Recuperados de la epístola que endilgaba aquel hidalgo profeta del morapio y de la soledad abierta a todas las puertas, le daban la razón para que no siguiera.

—Tiene usted más razón que san Pancracio. La humanidad doliente se queja de vicio —le decía cualquiera y se quedaban tan a gusto pasando a hablar del tiempo que hacía en Uclés, donde el cura iba dos veces por semana.

—Desperdicio, desecho, vano sueño... —capturaba su tumo el sacerdote, flagelado en sus carnes calderonianas con otra copa de anís—. El imperio de los sentidos —seguía puntilloso de sacristía y cerrado de mollera.

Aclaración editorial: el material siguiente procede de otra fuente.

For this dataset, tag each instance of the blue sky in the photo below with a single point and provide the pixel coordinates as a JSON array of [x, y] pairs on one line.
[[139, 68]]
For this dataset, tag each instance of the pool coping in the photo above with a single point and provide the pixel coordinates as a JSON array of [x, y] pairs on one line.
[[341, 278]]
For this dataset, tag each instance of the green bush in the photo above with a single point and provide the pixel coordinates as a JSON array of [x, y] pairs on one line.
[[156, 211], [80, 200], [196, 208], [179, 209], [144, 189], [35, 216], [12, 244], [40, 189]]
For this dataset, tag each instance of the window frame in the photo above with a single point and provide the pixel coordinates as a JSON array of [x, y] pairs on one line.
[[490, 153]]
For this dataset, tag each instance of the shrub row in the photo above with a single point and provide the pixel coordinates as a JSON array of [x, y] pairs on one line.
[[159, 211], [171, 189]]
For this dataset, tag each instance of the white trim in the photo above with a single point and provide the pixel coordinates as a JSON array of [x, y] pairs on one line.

Don Luis se quejaba de lo poco que hacía el Gobierno por contener a los curas desde la desamortización de Mendizábal, si hacía algo, y don José era la muestra.

El guardia civil, que vivía de prestado en el cuartelillo rozando la esperanza de un traslado, se limpió el bigote en los galones dispuesto a obviar bizantinismos.

A don José le gustaba que se acercara Rufa al cotarro. Cargado de inmodestia y buenos bigotes, algo insólito para la época de tonsuras, pero que soslayaba, tan macho que se sabía, pese a órdenes y admoniciones que no venían al caso. Dios no dejara de remediarlo, loco que había sido en su juventud cargada de aventuras y seminarios. Como un Borgia. Bastión contra el que se estrellaba el mejor vivir y la atención a la mies, que al cabo le había redimido de acechanzas que coleaban al confesar a alguna penitente de buen ver y peor conducta que solía ir junto. Para eso estaba el sacramento, para enderezarla. Trayectoria que jamás se había apoyado en más requisitoria ni bemoles que la firmeza de las bajas pasiones, esas sí que tocaban fondo en las Marianas. Los demás también veían con buenos ojos a la moza vuelta de servir en la capital. Nadie daba un duro por ninguna vuelta, se viniera de donde se fueran, pues la permanencia, lo decía Heráclito o, si no, Parménides, era estarse quieto desde el tiempo de los pterodáctilos. Lo demás, nebulosas, anís de El Mono y ganas de enredar. En eso había consenso.

La inercia llevaba a la juventud a abandonar el pueblo, qué coño, decía el boticario. El número crecía para engordar la estadística del desgarro en el derby entre campo y ciudad. Lo centrípeto centrifugado en nombre del progreso, decía alguno de ellos que sabía de física.